DRS Replication fails

Your nagios check shows DRS Critical

Samba DRS CRITICAL: 647 failures on MASTER481, 647 failures on SLAVE483

If your nagios check shows any failures you can get further information with the following command which will show some WERR_BADFILE

root@backup482:~# samba-tool drs showrepl
DSA Options: 0x00000001
DSA object GUID: 54a3d4fb-76a8-4983-aedb-c83bae062ea9
DSA invocationId: e7fe4187-e52f-44ec-a912-62483256e8fb


    Default-First-Site-Name\MASTER481 via RPC
        DSA object GUID: 54452074-5088-4b85-b1ef-e2edf184e1c2
        Last attempt @ Wed Jan  4 09:43:37 2017 CET failed, result 2 (WERR_BADFILE)
        2 consecutive failure(s).
        Last success @ Wed Jan  4 09:36:50 2017 CET

The command

samba-tool drs kcc

can be used to manually trigger the Samba 4 “Knowledge Consistency Checker” (KCC) to update its current knowledge about connections to neighbor DCs

We already have an debugging article which can help in the first http://sdb.univention.de/1235 but this article focuses on a currend issue, after joining a server and shows more information, if there is a problem with dns, especially if you installed samba4 on a ucs server before version 4.0-4 and you use for dns/backend samba4

ucr get dns/backend
/usr/share/univention-samba4/scripts/check_essential_samba4_dns_records.sh | grep 'not found'
Host gc._msdcs not found: 3(NXDOMAIN)
Host _ldap._tcp.gc._msdcs not found: 3(NXDOMAIN)
Host _ldap._tcp.dc._msdcs not found: 3(NXDOMAIN)
Host _ldap._tcp.pdc._msdcs not found: 3(NXDOMAIN)
Host _ldap._tcp.a785bb4a-c9b4-494e-b0a4-33ff8e2ed290.domains._msdcs not found: 3(NXDOMAIN)
Host _kerberos._tcp.dc._msdcs not found: 3(NXDOMAIN)
Host 47fe5d26-ffd2-464a-9a24-0e72af5cdf65._msdcs not found: 3(NXDOMAIN)
Host 54452074-5088-4b85-b1ef-e2edf184e1c2._msdcs not found: 3(NXDOMAIN)
Host 54a3d4fb-76a8-4983-aedb-c83bae062ea9._msdcs not found: 3(NXDOMAIN)
Host _ldap._tcp.Default-First-Site-Name._sites.dc._msdcs not found: 3(NXDOMAIN)
Host _kerberos._tcp.Default-First-Site-Name._sites.dc._msdcs not found: 3(NXDOMAIN)
Host _ldap._tcp.Default-First-Site-Name._sites.gc._msdcs not found: 3(NXDOMAIN)

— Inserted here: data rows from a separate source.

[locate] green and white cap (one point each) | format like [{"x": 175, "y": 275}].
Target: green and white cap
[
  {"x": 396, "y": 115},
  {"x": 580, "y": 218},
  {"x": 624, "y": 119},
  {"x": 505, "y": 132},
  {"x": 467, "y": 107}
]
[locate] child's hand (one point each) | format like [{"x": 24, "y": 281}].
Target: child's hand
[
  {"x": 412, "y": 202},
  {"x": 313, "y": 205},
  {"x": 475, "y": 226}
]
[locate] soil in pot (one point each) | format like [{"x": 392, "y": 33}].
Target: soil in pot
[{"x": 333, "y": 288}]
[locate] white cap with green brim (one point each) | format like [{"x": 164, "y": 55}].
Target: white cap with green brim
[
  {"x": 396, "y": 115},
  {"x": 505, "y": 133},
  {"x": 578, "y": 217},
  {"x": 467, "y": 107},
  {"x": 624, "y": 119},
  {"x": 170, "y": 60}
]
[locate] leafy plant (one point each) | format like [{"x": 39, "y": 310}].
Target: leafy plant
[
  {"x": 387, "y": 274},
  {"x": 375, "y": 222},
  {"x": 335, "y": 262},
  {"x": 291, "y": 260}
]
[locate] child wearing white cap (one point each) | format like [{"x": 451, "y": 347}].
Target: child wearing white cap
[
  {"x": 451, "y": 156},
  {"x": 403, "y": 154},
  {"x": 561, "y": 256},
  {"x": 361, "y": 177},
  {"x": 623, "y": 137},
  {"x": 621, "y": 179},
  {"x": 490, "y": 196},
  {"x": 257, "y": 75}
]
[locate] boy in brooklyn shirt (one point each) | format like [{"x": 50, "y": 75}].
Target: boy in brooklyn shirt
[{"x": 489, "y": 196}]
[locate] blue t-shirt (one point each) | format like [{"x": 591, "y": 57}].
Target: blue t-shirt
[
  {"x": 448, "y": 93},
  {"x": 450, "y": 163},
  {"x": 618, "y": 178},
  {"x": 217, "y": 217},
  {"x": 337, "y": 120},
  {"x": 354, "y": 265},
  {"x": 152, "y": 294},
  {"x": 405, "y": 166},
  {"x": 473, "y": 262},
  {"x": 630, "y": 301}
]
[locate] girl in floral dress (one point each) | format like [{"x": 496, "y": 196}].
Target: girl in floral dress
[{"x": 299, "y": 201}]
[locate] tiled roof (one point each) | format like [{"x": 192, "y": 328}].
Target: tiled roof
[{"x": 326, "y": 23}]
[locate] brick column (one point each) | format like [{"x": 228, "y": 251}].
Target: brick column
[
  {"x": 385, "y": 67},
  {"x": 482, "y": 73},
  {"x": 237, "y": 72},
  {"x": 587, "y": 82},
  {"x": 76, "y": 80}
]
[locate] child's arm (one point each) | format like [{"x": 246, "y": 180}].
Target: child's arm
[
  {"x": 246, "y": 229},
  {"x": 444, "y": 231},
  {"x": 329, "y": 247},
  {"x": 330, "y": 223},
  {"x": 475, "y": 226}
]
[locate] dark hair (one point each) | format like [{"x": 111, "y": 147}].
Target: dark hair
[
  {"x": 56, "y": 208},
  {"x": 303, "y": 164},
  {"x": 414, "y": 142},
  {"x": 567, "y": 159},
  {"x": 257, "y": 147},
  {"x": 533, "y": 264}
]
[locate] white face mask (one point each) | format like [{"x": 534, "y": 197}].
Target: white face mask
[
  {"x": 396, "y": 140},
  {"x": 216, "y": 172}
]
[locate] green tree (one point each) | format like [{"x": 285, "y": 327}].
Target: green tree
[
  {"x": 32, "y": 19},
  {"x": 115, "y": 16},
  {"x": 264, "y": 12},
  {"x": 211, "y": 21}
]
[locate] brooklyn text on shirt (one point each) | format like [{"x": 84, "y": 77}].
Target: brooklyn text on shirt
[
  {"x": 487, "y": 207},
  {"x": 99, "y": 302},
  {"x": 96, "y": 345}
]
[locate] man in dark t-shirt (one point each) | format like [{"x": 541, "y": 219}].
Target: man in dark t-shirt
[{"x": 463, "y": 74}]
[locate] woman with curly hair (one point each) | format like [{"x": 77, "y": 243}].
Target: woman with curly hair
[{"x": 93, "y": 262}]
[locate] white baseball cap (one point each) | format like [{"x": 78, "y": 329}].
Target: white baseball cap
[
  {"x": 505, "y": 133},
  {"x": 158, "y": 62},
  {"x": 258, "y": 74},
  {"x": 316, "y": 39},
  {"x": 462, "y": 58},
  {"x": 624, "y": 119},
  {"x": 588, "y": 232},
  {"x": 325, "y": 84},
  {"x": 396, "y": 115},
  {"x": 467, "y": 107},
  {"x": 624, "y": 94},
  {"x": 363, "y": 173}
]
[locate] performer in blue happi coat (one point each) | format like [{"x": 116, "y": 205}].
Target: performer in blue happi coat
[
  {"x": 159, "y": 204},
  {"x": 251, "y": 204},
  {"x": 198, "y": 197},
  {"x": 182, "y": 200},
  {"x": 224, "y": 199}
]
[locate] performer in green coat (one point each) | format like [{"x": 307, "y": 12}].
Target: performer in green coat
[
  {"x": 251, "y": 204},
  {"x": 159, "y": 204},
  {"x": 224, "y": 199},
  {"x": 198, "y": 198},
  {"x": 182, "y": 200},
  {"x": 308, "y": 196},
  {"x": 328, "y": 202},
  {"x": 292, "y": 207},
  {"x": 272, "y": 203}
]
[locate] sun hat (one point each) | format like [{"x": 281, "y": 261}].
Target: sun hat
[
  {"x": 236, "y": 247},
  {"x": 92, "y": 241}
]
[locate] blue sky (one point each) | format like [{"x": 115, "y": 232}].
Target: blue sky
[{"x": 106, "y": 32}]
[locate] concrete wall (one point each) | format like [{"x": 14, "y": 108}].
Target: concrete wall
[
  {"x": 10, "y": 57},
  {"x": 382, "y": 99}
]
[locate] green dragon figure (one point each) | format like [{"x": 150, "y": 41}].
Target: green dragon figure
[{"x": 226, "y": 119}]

You can also check if you have two entries in samba:

root@backup482:~# univention-s4search DC=_msdcs --cross-ncs dn
# record 1
dn: DC=_msdcs,DC=deadlock48.intranet,CN=MicrosoftDNS,DC=DomainDnsZones,DC=deadlock48,DC=intranet
# record 2
dn: DC=_msdcs,DC=deadlock48.intranet,CN=MicrosoftDNS,CN=System,DC=deadlock48,DC=intranet

Record 2 is the problem at the moment, because this entry is created after joining a server in the domain. If the server creates his dns entry the second entry is created as well, but is recognized as zone entry.

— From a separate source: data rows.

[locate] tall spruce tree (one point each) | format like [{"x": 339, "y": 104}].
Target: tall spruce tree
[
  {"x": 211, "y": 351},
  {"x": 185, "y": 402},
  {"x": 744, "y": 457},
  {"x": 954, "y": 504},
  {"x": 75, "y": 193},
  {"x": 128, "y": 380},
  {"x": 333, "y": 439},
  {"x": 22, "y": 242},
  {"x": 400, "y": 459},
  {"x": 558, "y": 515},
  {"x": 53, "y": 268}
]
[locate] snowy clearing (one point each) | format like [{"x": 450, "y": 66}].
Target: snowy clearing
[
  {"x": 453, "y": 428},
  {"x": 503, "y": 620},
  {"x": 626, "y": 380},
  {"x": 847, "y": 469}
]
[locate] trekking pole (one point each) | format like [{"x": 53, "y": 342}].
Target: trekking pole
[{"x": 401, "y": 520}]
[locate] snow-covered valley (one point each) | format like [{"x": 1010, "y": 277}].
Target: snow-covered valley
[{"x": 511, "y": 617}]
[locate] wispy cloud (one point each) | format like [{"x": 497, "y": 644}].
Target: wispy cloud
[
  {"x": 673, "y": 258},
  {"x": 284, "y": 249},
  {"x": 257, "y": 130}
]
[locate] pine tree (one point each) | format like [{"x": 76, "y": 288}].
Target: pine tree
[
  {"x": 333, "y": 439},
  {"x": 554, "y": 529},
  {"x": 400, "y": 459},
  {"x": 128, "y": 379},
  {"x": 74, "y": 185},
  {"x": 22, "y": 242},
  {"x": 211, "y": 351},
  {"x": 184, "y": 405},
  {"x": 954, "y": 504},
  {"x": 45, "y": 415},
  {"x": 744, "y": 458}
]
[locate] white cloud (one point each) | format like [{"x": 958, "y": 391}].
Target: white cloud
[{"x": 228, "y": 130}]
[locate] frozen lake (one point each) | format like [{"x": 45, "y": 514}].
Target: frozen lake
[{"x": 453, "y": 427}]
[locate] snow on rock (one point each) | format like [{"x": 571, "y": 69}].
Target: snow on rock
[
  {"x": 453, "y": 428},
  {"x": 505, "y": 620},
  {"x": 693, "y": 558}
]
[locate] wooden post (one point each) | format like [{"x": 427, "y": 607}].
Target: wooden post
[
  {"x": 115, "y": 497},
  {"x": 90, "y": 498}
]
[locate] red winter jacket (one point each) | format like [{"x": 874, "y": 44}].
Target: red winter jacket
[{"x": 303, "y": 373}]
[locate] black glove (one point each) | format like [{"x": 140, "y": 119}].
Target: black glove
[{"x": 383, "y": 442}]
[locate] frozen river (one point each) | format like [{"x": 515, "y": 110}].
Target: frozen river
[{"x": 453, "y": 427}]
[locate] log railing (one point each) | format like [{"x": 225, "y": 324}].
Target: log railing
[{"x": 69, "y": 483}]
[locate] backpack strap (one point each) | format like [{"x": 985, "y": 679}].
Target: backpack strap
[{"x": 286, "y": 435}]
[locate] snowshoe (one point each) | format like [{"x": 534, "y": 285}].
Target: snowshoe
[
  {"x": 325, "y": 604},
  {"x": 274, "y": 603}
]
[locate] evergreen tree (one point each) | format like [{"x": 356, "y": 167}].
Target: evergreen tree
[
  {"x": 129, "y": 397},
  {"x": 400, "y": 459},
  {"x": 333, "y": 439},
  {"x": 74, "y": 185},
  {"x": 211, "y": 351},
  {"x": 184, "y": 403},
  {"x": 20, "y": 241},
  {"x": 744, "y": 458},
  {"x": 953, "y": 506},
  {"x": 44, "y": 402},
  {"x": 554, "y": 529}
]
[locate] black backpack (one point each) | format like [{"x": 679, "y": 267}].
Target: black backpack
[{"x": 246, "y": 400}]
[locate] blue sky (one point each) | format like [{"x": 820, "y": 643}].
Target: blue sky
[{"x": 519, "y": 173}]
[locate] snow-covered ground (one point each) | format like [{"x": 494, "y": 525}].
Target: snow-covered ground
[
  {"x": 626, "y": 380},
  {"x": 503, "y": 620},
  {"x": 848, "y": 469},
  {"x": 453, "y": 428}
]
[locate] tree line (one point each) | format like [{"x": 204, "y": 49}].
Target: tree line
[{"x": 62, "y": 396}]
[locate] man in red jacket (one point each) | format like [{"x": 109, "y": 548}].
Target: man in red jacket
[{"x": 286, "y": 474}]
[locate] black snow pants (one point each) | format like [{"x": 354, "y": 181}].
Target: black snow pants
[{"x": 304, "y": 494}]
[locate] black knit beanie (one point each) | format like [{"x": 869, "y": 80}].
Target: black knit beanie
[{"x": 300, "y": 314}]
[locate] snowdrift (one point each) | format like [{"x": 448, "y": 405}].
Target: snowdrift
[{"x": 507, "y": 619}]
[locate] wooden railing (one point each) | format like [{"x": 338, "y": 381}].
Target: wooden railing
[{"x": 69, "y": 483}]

As a workaround you can set the dns/backend to ldap on all samba4 servers. But this properties restrict the windows-clients to make their automatic dnsupdates. This is no problem if they are configured with a static ip address or a static dhcp lease.

Deleting the second entry is only a temporary option, because samba_dnsupdate recreates the entry.

ucr set dns/backend='ldap'
/etc/init.d/bind9 restart

After this the result of

/usr/share/univention-samba4/scripts/check_essential_samba4_dns_records.sh  | grep 'not found'

should be empty.